Suppose that $$\dfrac{∂F}{∂x} = x^2 + y^2$$ , Then we must have $$F(x, y) = \dfrac{1}{3} x^3 + x y^2 + g(y)$$ for some function $$g(y)$$. So $$\dfrac{∂F}{∂y} = 2x y+ g ′ (y)$$ satisfies the condition $$\dfrac{∂F}{∂y} = 2x y \text{ if} g ′ (y) = 0$$, i.e. $$g(y) = K$$, where $$K$$ is a constant. Since any choice for $$K$$ will do (why?), we pick $$K = 0$$. Thus, a potential $$F(x, y) \text{ for }\textbf{f}(x, y) = (x^2 + y^2 )\textbf{i}+2x y\textbf{j}$$ exists, namely

$\nonumber F(x, y) = \dfrac{1}{3} x^3 + x y^2 .$

Hence the line integral $$\int_C(x^2 + y^ 2 )\,dx+2x y \,d y$$ is path independent.
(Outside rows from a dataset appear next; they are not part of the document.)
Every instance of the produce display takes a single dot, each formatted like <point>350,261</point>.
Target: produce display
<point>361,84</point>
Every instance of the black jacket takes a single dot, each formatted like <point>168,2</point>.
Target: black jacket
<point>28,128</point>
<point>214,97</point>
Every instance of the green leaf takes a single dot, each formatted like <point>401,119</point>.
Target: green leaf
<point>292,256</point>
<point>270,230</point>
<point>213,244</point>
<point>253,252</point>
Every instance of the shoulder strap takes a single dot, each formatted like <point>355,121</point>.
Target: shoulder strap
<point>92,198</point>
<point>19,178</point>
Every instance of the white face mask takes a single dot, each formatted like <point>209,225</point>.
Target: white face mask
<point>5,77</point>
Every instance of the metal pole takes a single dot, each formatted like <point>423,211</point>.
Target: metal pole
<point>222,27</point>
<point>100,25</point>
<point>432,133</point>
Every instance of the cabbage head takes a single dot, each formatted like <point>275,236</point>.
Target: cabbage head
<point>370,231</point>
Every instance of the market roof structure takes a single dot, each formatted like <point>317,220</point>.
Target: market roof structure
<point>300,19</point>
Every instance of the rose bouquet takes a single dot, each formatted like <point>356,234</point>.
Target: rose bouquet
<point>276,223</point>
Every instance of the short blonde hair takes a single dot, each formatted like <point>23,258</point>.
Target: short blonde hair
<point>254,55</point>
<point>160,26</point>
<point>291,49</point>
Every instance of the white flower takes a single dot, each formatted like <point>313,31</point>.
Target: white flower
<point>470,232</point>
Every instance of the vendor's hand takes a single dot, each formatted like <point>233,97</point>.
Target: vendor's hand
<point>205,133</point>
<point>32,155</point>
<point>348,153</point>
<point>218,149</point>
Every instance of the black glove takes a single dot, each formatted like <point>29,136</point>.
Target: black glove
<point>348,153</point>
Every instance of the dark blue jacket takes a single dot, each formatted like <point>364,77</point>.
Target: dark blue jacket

Note that we can also verify that the value of the line integral of f along any curve $$C$$ going from $$(0,0) \text{ to }(1,2)$$ will always be $$\dfrac{13}{3}$$ , since by Theorem 4.5

$\nonumber \int_C \textbf{f}\cdot d\textbf{r}=F(1,2) − F(0,0) = \dfrac{1}{3}(1)^3 +(1)(2)^2 -−(0+0) =\dfrac{1}{3}+4=\dfrac{13}{3}.$

A consequence of Theorem 4.5 in the special case where \C\) is a closed curve, so that the endpoints $$A \text{ and }B$$ are the same point, is the following important corollary:

Corollary 4.6.

If a vector field f has a potential in a region $$R$$, then $$\oint_C \textbf{f}\cdot d\textbf{r} = 0$$ for any closed curve $$C$$ in $$R$$ (i.e. $$\oint_C \nabla F \cdot d\textbf{r} = 0$$ for any real-valued function $$F(x, y))$$.

Example 4.6

Evaluate $$\oint_C x \,dx+ y\, d y$$ for $$C : x = 2\cos t, y = 3\sin t, 0 ≤ t ≤ 2π$$.

Solution:

The vector field $$\textbf{f}(x, y) = x\textbf{i}+ y\textbf{j} \text{ has a potential }F(x, y)$$:

\nonumber \begin{align}&\dfrac{∂F}{∂x} = x \Rightarrow F(x, y) =\dfrac{1}{2}x^2+g(y) ,\text{ so} \\ \nonumber &\dfrac{∂F}{∂y}=y \Rightarrow g ′ (y) = y \Rightarrow g(y) = \dfrac{1}{2}y^2+K \\ \end{align}

for any constant $$K, \text{ so }F(x, y) = \dfrac{1}{2} x^2 + \dfrac{1}{2} y^2$$ is a potential for $$f(x, y)$$. Thus,

$\nonumber \oint_C x\,dx+y\,dy =\oint_C \textbf{f}\cdot d\textbf{r} =0$

by Corollary 4.6, since the curve $$C$$ is closed (it is the ellipse $$\dfrac{x^2}{ 4} + \dfrac{y^2}{ 9} = 1)$$.